Runtime/Space Analysis

Like most dynamic programming algorithms, the runtime of this algorithm depends on the size of the table and the amount time to compute one entry in the table. If n is the length of the word and m is the length of the pattern, this algorithm takes $O(n*m)$ since the size of the table is n * m and it takes $O(1)$ time to compute a single entry.

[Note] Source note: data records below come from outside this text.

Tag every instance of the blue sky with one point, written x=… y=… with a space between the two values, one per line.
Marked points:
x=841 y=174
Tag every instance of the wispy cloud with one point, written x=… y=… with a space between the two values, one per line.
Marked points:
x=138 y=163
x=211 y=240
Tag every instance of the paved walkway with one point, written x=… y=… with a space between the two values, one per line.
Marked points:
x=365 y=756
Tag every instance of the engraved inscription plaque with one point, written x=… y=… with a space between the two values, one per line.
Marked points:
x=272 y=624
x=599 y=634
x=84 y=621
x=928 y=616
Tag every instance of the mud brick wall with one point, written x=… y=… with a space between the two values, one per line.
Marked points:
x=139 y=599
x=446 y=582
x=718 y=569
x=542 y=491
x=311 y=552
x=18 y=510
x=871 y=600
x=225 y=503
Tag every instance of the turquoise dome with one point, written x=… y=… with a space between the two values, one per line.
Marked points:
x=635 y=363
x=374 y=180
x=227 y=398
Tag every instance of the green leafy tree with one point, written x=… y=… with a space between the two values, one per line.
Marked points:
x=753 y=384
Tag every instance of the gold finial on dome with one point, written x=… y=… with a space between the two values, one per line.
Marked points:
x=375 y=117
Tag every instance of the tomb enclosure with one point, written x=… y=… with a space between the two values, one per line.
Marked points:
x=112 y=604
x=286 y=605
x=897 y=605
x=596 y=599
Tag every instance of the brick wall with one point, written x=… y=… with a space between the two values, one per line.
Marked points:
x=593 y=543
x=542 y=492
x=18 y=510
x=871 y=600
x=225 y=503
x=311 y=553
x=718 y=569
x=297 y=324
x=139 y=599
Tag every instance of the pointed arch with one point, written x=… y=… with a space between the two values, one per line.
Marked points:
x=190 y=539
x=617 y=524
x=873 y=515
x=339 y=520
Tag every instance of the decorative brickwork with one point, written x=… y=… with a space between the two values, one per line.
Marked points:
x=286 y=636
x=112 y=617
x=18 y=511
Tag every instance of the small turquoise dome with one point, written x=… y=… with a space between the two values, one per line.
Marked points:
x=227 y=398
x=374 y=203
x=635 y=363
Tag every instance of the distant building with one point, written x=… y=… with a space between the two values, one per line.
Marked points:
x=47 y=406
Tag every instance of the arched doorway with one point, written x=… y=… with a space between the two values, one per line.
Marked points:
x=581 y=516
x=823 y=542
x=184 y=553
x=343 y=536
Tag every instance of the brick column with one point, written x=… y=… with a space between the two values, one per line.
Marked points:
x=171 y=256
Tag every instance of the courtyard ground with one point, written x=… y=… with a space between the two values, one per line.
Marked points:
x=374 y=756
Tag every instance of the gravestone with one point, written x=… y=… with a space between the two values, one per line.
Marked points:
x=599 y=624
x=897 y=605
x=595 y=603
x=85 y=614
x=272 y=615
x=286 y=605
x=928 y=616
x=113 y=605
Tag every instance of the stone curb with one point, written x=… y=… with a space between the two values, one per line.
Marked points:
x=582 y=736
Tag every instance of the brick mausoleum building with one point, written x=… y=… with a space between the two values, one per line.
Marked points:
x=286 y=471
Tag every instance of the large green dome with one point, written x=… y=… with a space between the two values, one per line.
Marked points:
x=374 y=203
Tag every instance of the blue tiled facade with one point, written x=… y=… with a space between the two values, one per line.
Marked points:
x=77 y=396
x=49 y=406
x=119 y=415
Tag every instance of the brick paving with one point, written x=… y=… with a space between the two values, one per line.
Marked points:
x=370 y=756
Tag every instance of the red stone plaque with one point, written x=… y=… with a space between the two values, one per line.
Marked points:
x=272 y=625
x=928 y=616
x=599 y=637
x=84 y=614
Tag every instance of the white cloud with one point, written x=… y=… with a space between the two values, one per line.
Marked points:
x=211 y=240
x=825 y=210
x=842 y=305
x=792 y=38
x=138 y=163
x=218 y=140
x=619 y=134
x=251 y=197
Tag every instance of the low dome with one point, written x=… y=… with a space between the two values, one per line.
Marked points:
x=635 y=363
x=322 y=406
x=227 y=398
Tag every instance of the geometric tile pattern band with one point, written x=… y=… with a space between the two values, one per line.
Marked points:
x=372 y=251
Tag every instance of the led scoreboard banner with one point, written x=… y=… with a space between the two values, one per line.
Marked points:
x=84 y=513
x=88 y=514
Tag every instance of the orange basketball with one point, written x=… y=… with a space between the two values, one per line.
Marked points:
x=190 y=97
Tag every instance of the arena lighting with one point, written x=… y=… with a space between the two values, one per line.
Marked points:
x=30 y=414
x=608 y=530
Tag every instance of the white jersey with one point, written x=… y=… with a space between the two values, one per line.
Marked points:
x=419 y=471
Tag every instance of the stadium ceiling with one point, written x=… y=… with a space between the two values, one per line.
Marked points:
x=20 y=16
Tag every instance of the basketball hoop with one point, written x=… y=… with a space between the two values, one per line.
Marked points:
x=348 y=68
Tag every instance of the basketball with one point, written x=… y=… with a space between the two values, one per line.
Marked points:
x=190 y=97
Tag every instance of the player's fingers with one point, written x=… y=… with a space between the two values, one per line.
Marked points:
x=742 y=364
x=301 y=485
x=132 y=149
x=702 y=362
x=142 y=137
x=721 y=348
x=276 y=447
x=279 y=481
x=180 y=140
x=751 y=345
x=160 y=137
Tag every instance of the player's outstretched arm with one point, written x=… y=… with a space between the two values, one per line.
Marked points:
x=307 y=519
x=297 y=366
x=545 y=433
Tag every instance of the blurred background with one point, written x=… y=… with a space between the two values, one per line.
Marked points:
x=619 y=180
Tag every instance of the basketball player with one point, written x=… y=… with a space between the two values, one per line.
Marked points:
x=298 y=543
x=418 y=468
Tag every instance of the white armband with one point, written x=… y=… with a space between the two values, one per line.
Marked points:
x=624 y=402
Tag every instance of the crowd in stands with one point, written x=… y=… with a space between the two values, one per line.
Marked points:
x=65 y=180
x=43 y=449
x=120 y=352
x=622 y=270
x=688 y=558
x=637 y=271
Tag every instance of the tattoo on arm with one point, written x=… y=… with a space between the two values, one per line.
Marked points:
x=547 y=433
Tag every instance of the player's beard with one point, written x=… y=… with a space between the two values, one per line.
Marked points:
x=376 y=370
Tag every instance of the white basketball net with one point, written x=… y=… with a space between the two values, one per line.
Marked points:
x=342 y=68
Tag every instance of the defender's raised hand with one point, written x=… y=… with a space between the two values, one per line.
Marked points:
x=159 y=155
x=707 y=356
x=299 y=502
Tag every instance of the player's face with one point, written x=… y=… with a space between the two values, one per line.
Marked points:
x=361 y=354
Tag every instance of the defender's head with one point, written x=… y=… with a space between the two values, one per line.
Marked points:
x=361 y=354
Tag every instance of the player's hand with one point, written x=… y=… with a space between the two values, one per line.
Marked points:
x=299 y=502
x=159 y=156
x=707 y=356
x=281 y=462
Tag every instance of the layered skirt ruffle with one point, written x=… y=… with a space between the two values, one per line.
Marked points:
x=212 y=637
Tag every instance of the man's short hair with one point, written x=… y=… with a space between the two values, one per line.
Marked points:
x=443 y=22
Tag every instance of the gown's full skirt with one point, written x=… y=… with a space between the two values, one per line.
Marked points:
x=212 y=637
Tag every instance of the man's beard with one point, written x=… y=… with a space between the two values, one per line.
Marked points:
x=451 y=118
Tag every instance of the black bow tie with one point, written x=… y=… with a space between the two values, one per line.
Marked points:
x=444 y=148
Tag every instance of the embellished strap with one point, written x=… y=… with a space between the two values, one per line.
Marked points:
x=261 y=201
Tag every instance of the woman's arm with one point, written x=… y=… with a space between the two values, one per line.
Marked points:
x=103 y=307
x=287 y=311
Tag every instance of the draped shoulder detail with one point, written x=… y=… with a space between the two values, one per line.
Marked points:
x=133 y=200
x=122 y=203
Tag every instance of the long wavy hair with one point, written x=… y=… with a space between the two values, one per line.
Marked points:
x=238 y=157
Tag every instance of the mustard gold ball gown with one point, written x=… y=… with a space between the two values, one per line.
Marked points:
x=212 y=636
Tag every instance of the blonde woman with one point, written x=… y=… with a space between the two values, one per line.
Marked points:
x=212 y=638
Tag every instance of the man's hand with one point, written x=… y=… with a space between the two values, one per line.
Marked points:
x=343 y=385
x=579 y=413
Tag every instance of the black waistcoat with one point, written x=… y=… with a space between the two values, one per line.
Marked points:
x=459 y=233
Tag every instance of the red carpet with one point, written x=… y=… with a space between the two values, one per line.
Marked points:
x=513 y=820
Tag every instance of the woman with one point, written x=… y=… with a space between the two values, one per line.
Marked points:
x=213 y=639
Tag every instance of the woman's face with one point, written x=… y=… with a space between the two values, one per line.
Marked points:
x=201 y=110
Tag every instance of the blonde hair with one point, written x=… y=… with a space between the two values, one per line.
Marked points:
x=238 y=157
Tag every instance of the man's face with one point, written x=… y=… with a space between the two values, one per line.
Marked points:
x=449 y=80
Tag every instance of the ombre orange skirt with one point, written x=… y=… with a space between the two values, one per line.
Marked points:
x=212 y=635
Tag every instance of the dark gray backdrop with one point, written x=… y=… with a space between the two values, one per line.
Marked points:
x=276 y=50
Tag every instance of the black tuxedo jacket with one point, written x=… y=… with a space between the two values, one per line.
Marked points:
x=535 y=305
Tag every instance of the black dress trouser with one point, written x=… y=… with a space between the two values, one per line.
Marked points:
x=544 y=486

Correspondingly, the space complexity of this algorithm is the size of the table, so it’s $O(n*m)$ .

Walkthrough

Test Case #1 Walkthrough:

Input:
    word: cooode
    pattern: co*de
Output: True

subproblems[1][1] = True, since pattern[0] : c matches word[0] : c
subproblems[1][2:6] = False, since none of the characters match c except for . and subproblems[0][3] = False
subproblems[1][1] = False and subproblems[2][2] = True since the o’s match and subproblems[1][1] = True. subproblems[2][3] = True, since the * can evaluate to the empty sequence.
subproblems[2][3:6] = False
subproblems[3][1] = False, subproblems[3][2] = True, subrpoblems[3][3] = True since the * stands in for an O.
subproblems[3][4:6] = False
subproblems[4][1] = False, subproblems[4][2] = True, subproblems[4][3] = True
subproblems[4][4:6] = False
subproblems[5][1] = False, subproblems[5][2] = False, subproblems[5][3] = True, subproblems[5][4] = True, subproblems[5][5] = False
subproblems[6][1] = False, subproblems[6][2] = False, subproblems[6][3] = True, subproblems[6][4] = False, subproblems[6][5] = True
subproblems[6][5] is the final value in the table. It evaluates to True, so we return True.

Follow Up Questions To Think About

Suppose we also include the regex character + (1 or more of the preceding character). How will the algorithm change?
Suppose we allow for one error in the matching (i.e. not a full match). How will the algorithm change?